The difference between being the competitive rider that I was in my early 20’s is considerable. Back then I had the time, whereas now I have to work around having 4 children and a full time job. I am fortunate that I now have the facilities at home that I would have given my right arm back then to have had. It comes at a price though because there would be no way that I could work part time even if I wanted to. The balance and compromise between having the time, the money, the facilities, the horse, the motivation and desire to compete have never quite lined up, but one thing is for sure… I bred a horse to event, he is now rising 9 with low mileage and if I wait 5 years until everything it easier in my life, then I will have missed my chance.
So with me in a somewhat improved condition both physically and mentally, I am not too far off being ready to do some things on Beau. Now I haven’t even mentioned my work on him over the winter and the reason for that is because we have done very little work actually together. I know all of the areas we need to work on and am addressing these a bit at a time. It has meant we have missed the start of the season but with my little one in hospital and the annual round of events being abandoned at this time of year, I’m not too concerned.
Beau has had a bit of weakness on his left rein since he was young. Among many different reasons as to why he has such low mileage, one of them was that we knew he would be a fairly big boy. He was broken and ridden away aged 4 and we did enough with him to do BYEH classes at Gatcombe and Hartpury (ridden by my friend) before turning him away. He threw a splint on one of his forelegs so he didn’t do too much as a 5 year old (and I had a baby that year too) but did a couple of 80t’s and a BE90 at the end of the year. As a 6 and 7 year old it was like he had hit puberty and he developed a real attitude at various points. Looking back now I can see potentially a couple of reasons that might have contributed to this – hopefully things that over this last winter that we have fixed. At 8, once I was back riding we had some fun and he mentally was in a really good place.

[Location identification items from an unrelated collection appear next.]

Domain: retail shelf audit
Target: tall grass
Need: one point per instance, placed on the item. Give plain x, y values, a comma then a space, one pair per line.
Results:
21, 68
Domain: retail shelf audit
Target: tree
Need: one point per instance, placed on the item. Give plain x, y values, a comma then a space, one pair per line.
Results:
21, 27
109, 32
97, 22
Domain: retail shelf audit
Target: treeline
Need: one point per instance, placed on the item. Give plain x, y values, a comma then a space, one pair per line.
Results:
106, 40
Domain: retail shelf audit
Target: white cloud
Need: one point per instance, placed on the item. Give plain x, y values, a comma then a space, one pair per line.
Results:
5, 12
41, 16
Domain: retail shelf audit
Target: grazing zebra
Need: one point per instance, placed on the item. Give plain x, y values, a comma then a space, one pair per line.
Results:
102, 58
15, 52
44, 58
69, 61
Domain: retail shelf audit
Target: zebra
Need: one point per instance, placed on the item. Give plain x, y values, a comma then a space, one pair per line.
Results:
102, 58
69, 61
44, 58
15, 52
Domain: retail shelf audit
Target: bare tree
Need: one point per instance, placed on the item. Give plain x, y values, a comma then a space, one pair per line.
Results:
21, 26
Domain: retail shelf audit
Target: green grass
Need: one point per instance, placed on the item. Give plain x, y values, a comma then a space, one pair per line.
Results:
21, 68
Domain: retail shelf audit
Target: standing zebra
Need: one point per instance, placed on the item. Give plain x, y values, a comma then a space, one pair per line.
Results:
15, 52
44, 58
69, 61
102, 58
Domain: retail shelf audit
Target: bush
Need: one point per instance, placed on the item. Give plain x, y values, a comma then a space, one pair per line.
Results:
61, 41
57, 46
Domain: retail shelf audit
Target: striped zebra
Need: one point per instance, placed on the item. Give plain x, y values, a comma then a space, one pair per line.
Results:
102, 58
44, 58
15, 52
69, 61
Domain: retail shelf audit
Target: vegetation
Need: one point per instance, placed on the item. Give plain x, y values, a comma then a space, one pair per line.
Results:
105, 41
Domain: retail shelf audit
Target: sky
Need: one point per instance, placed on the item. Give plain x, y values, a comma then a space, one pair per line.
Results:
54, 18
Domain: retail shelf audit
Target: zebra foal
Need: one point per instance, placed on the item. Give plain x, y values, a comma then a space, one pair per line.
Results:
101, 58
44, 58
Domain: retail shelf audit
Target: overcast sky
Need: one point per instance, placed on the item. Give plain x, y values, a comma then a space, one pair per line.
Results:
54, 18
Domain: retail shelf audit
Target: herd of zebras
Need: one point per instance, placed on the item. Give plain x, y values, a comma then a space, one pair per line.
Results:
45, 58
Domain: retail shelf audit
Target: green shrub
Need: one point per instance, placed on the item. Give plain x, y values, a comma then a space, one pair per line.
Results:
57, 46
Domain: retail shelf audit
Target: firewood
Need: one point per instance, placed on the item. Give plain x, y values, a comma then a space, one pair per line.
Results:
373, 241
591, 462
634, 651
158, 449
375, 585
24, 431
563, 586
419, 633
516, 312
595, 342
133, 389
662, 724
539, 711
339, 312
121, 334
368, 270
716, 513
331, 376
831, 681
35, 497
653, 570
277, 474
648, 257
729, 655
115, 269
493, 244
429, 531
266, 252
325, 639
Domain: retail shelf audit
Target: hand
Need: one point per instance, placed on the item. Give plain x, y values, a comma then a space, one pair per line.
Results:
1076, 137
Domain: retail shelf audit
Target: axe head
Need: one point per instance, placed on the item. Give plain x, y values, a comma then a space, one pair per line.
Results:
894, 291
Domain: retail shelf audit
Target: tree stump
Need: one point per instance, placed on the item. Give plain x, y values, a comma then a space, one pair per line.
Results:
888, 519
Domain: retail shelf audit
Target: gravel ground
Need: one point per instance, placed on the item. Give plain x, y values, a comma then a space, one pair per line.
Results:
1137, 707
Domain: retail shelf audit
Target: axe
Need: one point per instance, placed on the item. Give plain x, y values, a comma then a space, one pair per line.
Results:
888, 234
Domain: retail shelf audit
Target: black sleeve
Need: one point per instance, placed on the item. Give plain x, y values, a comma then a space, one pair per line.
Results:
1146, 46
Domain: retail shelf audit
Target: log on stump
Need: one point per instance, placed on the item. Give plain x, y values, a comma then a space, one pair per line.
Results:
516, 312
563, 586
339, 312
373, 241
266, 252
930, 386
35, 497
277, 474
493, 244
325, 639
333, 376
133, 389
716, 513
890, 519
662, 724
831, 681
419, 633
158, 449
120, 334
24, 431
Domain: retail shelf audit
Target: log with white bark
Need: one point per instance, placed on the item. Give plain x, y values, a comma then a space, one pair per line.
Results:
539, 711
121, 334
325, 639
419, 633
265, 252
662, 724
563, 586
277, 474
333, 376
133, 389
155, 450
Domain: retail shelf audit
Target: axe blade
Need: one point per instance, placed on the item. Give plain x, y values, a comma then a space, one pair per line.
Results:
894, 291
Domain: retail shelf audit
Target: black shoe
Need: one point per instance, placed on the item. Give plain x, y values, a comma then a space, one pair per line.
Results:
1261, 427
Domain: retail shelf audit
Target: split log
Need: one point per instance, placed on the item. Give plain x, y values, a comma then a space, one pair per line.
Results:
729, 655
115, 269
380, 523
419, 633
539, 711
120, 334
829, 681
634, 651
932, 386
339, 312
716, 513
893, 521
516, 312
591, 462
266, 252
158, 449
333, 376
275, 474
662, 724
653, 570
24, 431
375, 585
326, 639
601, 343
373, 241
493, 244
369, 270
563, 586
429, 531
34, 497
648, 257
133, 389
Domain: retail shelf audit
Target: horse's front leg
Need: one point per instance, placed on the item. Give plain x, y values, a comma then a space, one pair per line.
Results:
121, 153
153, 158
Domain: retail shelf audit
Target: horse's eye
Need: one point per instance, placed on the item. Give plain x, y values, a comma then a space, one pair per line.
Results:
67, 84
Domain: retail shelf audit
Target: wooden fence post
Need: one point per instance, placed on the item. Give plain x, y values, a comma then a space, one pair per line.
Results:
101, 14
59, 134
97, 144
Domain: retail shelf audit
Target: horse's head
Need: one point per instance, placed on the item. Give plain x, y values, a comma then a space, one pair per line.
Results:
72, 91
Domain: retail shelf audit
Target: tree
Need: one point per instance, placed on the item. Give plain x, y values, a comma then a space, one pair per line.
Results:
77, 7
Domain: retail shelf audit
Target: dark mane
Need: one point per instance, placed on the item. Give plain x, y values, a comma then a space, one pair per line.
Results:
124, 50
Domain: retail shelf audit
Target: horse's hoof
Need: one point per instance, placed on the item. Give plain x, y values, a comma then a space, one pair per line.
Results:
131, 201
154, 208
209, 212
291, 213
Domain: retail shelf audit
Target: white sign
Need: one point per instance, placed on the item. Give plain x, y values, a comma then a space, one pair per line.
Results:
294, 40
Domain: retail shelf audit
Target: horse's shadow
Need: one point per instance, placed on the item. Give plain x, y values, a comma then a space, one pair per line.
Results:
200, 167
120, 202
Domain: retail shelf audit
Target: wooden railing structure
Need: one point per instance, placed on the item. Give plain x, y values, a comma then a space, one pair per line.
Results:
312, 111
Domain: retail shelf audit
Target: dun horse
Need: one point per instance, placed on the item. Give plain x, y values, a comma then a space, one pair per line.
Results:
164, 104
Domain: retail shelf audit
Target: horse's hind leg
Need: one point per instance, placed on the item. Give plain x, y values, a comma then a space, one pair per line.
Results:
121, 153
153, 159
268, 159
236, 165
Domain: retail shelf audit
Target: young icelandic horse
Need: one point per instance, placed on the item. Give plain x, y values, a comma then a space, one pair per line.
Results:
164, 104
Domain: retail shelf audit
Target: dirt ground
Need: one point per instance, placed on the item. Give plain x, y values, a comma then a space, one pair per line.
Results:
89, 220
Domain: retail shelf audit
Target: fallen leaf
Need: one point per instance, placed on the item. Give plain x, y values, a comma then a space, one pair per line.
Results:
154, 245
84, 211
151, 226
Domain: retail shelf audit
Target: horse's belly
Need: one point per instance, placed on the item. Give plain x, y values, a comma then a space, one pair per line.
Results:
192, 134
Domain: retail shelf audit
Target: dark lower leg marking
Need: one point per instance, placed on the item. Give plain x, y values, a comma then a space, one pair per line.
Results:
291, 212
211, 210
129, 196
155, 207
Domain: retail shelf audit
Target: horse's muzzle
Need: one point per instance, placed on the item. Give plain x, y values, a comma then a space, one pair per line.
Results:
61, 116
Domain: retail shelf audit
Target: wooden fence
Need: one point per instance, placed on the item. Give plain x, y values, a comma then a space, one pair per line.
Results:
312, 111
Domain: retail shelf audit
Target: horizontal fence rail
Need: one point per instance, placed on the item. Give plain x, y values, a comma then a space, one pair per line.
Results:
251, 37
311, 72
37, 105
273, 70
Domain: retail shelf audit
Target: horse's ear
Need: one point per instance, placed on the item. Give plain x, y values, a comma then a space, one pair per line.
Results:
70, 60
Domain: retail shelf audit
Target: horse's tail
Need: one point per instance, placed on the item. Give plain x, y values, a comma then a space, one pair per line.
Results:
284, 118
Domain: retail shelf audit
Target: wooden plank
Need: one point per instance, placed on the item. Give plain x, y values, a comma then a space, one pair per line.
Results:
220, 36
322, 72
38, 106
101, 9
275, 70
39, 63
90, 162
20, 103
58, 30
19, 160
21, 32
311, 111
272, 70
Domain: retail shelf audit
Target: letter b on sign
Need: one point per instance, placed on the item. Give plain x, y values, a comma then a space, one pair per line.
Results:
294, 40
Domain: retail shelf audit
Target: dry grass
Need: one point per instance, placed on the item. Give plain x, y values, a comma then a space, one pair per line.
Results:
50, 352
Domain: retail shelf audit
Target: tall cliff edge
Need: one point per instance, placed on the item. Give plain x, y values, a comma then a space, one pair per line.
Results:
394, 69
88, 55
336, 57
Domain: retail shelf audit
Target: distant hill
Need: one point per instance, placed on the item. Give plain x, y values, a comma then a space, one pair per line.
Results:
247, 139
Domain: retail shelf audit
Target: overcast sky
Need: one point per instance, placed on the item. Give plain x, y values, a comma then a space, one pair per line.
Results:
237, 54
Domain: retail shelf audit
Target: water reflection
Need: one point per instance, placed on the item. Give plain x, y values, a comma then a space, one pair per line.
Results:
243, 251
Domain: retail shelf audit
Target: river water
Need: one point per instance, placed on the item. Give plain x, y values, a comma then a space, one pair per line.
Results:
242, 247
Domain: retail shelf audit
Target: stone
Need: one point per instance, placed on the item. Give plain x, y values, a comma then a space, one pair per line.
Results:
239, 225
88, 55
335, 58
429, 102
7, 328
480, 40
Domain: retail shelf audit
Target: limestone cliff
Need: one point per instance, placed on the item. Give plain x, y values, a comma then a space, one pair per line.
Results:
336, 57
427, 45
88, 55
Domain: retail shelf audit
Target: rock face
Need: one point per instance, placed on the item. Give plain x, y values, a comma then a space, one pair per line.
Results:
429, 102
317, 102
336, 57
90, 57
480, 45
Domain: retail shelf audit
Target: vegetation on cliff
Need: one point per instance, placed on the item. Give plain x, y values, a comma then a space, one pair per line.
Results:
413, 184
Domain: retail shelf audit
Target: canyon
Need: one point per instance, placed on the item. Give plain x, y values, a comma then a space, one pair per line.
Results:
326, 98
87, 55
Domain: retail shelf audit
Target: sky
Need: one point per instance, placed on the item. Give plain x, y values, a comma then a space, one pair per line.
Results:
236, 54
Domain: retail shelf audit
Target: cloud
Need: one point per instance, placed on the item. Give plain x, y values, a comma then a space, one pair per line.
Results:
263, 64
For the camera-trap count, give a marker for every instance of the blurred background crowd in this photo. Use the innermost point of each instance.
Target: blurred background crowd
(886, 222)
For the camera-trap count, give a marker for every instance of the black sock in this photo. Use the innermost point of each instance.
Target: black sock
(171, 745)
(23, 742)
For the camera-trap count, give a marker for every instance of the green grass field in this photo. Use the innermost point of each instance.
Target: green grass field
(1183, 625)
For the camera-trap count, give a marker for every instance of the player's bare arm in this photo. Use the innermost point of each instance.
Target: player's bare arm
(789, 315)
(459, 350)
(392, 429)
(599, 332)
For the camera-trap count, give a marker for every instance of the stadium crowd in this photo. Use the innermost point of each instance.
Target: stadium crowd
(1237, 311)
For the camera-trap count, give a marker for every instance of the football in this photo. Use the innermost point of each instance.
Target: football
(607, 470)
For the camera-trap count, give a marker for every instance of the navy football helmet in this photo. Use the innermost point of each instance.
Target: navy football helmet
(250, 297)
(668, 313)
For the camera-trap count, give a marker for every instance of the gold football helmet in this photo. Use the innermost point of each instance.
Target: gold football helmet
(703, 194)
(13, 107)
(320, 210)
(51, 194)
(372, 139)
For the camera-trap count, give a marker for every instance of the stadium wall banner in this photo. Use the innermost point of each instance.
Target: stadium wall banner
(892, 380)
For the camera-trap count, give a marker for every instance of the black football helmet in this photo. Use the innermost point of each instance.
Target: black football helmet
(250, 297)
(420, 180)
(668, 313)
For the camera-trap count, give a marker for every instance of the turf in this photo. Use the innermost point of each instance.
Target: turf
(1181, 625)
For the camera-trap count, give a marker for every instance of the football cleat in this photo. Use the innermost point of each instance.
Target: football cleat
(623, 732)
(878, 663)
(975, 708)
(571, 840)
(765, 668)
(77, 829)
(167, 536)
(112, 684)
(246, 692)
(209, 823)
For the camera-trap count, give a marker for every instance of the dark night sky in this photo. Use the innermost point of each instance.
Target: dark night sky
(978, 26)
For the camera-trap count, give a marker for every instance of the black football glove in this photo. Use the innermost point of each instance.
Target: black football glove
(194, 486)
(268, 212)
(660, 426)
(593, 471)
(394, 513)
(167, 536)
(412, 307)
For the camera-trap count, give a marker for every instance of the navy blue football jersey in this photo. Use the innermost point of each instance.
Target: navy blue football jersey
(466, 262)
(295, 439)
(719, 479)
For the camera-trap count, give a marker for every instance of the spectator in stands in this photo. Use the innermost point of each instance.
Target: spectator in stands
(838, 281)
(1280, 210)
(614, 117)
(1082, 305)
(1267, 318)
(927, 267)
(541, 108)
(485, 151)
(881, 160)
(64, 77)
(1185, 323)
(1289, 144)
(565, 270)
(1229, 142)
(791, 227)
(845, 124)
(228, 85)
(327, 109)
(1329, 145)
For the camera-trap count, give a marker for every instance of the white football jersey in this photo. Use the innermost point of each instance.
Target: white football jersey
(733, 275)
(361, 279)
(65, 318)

Over the winter my aim was to improve his strength, forwardness and straightness- but I knew I wouldn’t have sufficient time to keep him in full work. I had his back, teeth and saddles sorted and worked him regularly on the lunge and rode at weekends. He’s loads better now. I have also treated him prophylactically for stomach ulcers because he started chewing wood and became a bit arsey when being ridden. This has made a real difference.
Anyway, the plan is to now get him fitter through incorporating more fast work and working together to achieve a more balanced, forward and accepting picture of harmony. My next blog will layout our plans to prepare for our first outings of 2019.